Così Umberto Cecchi descrive il suo arrivo in città nel libro La via dorata per Samarcanda.

Improvvisamente, senza alcun preavviso siamo a Samarcanda, la Marakanda di Alessandro Magno, la città d’oro e di luce, il gioiello dell’Islam, l’orgogliosa capitale di Tamerlano e Ulug-Bek, il sogno di ognuno di noi che abbia un po’ di fantasia. Samarcanda, la cui furtuna, credo, più che dalle avventure dei tartari e degli eserciti timuridi, più che dalle sue cupole e i suoi minareti e dalle sue città dei morti, dipende dal suono del suo nome, che richiama visioni misteriose, messaggi nascosti, colori e profumi capaci di evocare scenari e immagini senza limiti di spazio e tempo.

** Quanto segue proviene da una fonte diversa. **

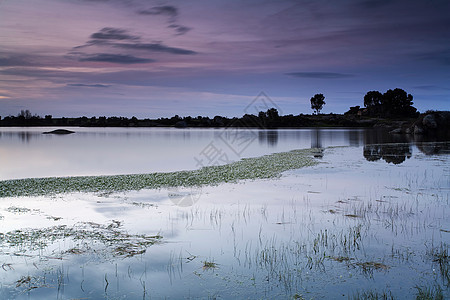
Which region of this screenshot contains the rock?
[414,125,423,134]
[175,121,187,128]
[389,128,403,134]
[422,114,438,129]
[409,111,450,136]
[43,129,75,134]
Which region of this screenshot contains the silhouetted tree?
[364,91,383,108]
[381,88,416,116]
[311,94,325,114]
[364,88,417,116]
[364,91,383,115]
[17,109,33,120]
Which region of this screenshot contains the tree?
[381,88,416,116]
[364,91,383,108]
[311,94,325,114]
[364,88,417,116]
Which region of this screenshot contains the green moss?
[0,149,318,197]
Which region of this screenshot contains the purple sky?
[0,0,450,118]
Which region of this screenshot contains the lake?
[0,128,450,299]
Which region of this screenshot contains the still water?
[0,128,450,299]
[0,127,440,180]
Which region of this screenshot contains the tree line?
[0,88,418,128]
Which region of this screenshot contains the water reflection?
[0,127,449,180]
[363,144,412,165]
[258,130,278,147]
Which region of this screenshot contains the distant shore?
[0,109,450,137]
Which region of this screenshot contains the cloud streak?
[286,72,354,79]
[78,53,155,64]
[67,83,110,88]
[138,5,178,18]
[91,27,140,41]
[73,25,197,55]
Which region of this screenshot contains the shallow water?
[0,127,450,299]
[0,127,422,180]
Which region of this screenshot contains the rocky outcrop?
[43,129,75,134]
[407,111,450,136]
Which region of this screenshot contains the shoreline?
[0,149,320,198]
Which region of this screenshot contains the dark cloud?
[286,72,354,79]
[358,0,392,9]
[112,43,197,55]
[0,53,35,67]
[413,85,450,91]
[67,83,110,88]
[71,24,196,55]
[168,24,191,35]
[138,5,178,17]
[417,49,450,66]
[91,27,140,40]
[78,53,155,64]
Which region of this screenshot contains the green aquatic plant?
[416,285,444,300]
[0,220,162,259]
[0,149,318,197]
[349,290,395,300]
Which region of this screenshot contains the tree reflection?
[363,144,412,165]
[311,128,323,158]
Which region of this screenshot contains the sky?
[0,0,450,118]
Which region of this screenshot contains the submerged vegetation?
[0,149,318,197]
[0,220,162,258]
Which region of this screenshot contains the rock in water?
[43,129,75,134]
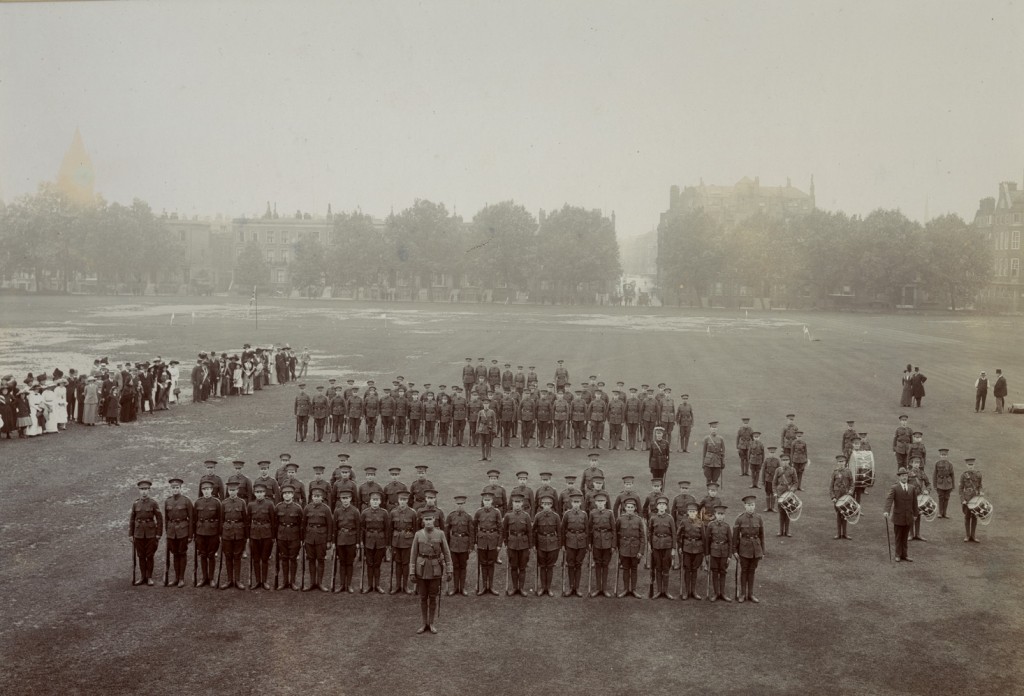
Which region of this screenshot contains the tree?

La città moderna si sta ormai inghiottendo la città antica, che sopravvive qua e là con i suoi grandiosi palazzi, per lo più costruiti durante il regno di Timur lo Zoppo, a noi più noto come Tamerlano. Egli era un feroce conquistatore timuride che in 35 anni costruì un impero enorme, mettendo in crisi tutti i più grandi regni del suo tempo. La sua ferocia da condottiero si contrapponeva al suo amore per il bello e per la grandiosità delle opere. Quando conquistava una città deportava i migliori costruttori e architetti a Samarcanda, per rendere la sua capitale la più bella e famosa capitale della storia dell’umanità.

Il mausoleo di Amir Timur, detto lo Zoppo

Il mausoleo di Amir Timur, detto lo Zoppo

Un grande condottiero ha sempre una grande tomba. Il Mausoleo di Tamerlano è a nostro avviso uno dei monumenti più belli di Samarcanda. E, come molti altri, il suo fascino è aumentato dalle leggende.

Una di queste narra che la tomba di Tamerlano fosse protetta da una maledizione che avrebbe colpito chi avesse osato profanarla.

I russi non conoscevano questa leggenda, o forse la conoscevano ma non se ne curavano. Così, per amor della storia, il 1 giugno 1941 decisero che era giunto il momento di assicurarsi che Tamerlano lo Zoppo fosse davvero zoppo e che il suo nipote preferito, il famoso astronomo Ulug-Bek, fosse davvero stato decapitato. Aprirono quindi le tombe e analizzarono i corpi concludendo che era tutto vero. Tamerlano era zoppo. E Ulug-Bek era stato decapitato.

Il 21 giugno, cioè pochi giorni dopo questa forse inutile scoperta, la Germania Nazista invase la Russia, dando inizio ad una delle battaglie più terribili della storia moderna.

Uno dei mille scorci caratteristici di Samarcanda

Uno dei mille scorci caratteristici di Samarcanda

E poi c’è chi non crede alle leggende.

Per noi Samarcanda era la fine del nostro viaggio. Un lungo peregrinare tra Ladakh e Uzbekistan per terminare il nostro viaggio qui, nella più mitica delle città mitiche.

E c’era un posto che rappresentava simbolicamente il nostro punto di arrivo: la piazza del Regstan.

Purtroppo non l’abbiamo trovata all’apice del suo splendore, a causa dei preparativi di un festival di danza, ma ci ha affascinato ugualmente.

Da qui sono passate tutte le più importanti carovane della storia della Via della Seta. Quanta gente? Quante lingue? Quante merci? Quante notizie buone e cattive? Quante leggende vere e false? Quanti duelli e quanti amori si sono consumati in questa piazza?

Impossibile saperlo, ma ognuno di loro ha lasciato un briciolo di emozione che si può sentire e immaginare anche oggi, nell’ultimo tramonto di una Luna di miele ad Oriente.

La madrassa Sher-dor sulla piazza del Regstan

La madrassa Sher-dor sulla piazza del Regstan

Fonti: “I monumenti storici dell’Uzbekistan” di Alexey Arapov, Ed. Tashkent SMI-ASIA, “La via dorata per Samarcanda” di Umberto Cecchi, Ed. Vallecchi.